Abstract
The STS research paper was written because of something my team noticed while developing our capstone project. A lot of college students and other young adults tend to rely heavily on food delivery apps and ordering out instead of actually cooking for themselves. And when they do have to cook, whether it is because they ran out of money or just needed to eat something quick at home, they really struggle with even the basics. Simple things like boiling pasta or knowing how long to cook chicken. That pattern is what pushed us to build SousChef in the first place, but it also made us want to understand why it was happening. Why are so many people our age just not cooking? The STS paper is our attempt to dig into that question and figure out what is actually driving it.
The STS paper argues that DoorDash did not just become popular because it was useful. It became the default because a specific set of social groups, mostly designers and investors, built a platform that made ordering feel like the obvious choice and made cooking feel like extra work. Using the Social Construction of Technology framework, the paper shows that this shift was not natural or inevitable. It was the result of deliberate design decisions, like showing you food photos before you have even decided to order, or making it hard to cancel a DashPass subscription. Over time, those decisions added up into something cultural. Ordering became normal. Cooking became the thing you do when you have extra time, which for most college students means never.

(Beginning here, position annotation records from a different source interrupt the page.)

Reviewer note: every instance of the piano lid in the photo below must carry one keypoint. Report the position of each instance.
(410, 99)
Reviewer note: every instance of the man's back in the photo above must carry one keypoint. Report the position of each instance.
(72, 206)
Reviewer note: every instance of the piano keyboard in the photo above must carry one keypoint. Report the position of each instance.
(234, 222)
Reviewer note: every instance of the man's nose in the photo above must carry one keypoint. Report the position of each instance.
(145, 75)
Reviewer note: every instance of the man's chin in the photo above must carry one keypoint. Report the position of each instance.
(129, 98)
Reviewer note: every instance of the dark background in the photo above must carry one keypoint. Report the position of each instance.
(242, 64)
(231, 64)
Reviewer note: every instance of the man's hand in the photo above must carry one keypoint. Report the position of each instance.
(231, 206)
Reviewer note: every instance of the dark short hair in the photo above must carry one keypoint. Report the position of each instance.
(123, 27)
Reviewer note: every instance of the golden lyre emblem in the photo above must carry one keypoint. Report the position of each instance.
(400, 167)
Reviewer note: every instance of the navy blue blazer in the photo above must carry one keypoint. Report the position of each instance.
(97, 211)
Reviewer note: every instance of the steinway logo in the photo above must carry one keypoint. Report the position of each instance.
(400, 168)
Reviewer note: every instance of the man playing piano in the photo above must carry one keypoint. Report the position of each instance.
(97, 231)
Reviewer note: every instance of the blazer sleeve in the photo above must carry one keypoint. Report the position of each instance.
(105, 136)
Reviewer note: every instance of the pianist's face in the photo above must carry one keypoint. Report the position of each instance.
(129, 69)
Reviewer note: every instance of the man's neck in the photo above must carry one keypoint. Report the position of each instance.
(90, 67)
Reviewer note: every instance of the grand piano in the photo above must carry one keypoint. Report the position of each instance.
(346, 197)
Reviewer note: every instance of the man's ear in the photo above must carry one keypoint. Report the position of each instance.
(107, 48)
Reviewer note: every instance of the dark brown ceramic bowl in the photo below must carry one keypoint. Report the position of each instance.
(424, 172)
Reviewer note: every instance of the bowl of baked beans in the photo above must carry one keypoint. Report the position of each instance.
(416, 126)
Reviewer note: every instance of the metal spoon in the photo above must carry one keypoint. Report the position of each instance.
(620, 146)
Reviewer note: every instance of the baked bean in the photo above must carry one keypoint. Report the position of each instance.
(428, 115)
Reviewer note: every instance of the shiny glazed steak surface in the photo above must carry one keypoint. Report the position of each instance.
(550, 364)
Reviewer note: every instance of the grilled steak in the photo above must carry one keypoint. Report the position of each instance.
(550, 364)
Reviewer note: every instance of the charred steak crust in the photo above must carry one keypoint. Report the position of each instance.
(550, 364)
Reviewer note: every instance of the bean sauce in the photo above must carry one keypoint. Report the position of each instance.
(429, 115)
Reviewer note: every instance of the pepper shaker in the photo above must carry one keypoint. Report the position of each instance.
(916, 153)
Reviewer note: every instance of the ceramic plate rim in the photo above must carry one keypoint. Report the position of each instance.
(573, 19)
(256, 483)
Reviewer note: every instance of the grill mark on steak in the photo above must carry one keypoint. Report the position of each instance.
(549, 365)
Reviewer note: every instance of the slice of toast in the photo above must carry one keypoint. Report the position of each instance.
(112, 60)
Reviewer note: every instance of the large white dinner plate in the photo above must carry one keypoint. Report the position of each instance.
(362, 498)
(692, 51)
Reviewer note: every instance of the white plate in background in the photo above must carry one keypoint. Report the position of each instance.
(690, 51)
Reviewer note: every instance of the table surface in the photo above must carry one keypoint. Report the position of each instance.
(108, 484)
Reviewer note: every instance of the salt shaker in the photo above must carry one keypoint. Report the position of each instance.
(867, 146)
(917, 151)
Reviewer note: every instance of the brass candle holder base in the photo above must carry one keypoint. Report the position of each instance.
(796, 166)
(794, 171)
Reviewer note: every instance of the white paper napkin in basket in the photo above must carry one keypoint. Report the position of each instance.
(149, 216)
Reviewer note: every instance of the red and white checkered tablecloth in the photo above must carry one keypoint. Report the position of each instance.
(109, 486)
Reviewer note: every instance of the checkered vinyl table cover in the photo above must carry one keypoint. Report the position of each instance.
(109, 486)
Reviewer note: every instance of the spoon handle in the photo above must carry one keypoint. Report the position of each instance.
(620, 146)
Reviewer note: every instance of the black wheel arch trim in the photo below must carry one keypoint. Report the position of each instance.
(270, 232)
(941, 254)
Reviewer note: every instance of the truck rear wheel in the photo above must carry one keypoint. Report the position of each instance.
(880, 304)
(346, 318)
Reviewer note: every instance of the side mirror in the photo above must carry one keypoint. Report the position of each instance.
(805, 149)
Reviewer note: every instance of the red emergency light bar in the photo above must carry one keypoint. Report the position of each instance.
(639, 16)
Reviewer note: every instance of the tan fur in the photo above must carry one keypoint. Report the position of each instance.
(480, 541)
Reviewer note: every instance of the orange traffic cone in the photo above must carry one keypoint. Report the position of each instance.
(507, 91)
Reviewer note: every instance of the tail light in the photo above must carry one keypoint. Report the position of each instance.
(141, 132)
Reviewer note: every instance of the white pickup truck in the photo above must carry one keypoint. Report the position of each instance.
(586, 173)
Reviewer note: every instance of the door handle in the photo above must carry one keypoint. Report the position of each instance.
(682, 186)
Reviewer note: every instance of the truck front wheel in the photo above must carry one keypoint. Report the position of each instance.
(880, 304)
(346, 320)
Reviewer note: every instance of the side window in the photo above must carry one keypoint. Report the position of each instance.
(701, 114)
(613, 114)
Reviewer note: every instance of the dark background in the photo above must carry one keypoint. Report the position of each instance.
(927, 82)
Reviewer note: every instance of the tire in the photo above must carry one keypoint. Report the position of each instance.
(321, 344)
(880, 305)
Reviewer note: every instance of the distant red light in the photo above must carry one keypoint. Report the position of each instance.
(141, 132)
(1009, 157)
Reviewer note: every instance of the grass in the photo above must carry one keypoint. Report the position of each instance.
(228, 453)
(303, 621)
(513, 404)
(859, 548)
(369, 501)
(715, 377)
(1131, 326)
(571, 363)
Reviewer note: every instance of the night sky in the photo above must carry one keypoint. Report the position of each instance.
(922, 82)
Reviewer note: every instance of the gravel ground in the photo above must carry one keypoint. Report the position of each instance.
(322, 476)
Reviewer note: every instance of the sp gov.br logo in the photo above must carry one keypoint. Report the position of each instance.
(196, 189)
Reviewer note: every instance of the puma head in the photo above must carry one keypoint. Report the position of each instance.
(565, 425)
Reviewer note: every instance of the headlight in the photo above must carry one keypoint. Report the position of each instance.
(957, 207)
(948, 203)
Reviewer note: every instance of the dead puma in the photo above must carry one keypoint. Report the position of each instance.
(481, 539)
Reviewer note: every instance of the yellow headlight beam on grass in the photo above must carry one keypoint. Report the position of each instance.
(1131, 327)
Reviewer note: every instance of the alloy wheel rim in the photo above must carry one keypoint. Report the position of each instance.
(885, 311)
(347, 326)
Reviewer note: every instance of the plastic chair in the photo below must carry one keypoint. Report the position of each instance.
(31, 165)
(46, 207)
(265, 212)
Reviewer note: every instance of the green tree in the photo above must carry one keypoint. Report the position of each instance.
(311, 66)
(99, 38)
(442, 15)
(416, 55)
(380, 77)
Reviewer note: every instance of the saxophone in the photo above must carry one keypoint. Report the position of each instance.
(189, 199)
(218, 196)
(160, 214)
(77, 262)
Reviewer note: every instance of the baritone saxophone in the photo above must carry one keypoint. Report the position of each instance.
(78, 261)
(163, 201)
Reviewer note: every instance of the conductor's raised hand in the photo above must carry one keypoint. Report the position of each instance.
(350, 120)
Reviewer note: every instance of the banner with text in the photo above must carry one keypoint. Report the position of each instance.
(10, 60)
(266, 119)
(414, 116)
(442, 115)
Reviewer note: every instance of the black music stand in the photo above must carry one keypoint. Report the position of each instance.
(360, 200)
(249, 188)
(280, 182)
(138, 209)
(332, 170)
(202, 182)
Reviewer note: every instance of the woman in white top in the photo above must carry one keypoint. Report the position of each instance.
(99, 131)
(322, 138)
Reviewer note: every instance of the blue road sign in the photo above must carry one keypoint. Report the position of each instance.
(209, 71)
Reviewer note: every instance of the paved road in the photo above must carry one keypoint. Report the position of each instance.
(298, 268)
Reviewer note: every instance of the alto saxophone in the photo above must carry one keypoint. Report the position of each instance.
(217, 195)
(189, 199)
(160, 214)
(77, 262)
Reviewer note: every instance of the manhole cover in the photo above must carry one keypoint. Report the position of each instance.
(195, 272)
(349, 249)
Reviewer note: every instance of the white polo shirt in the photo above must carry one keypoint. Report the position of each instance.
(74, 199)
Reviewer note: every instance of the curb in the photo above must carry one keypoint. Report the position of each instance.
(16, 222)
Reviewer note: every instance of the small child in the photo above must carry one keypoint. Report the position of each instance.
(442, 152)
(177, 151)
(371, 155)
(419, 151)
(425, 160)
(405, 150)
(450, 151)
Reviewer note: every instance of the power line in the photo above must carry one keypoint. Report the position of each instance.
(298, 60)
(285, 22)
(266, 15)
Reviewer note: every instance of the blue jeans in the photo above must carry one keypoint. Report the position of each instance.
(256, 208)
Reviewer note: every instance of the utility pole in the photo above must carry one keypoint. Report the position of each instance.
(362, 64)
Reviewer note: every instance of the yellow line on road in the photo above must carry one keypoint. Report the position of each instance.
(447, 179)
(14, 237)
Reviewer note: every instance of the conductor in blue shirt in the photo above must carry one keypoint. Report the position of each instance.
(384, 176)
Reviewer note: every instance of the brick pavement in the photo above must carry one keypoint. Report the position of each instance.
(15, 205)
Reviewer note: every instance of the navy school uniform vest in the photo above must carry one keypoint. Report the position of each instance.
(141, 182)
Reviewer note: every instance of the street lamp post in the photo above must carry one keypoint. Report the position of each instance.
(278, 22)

SousChef is a direct response to that problem. The technical paper describes a cooking education app built for young adults, one that tries to meet people where they actually are rather than assuming they already know how to cook. Instead of presenting a list of techniques to memorize, SousChef teaches skills through real recipes, starting simple and getting harder over time. It borrows from the same gamification strategies that delivery apps use to keep people engaged, except it points those strategies toward building a skill rather than reinforcing a habit of outsourcing.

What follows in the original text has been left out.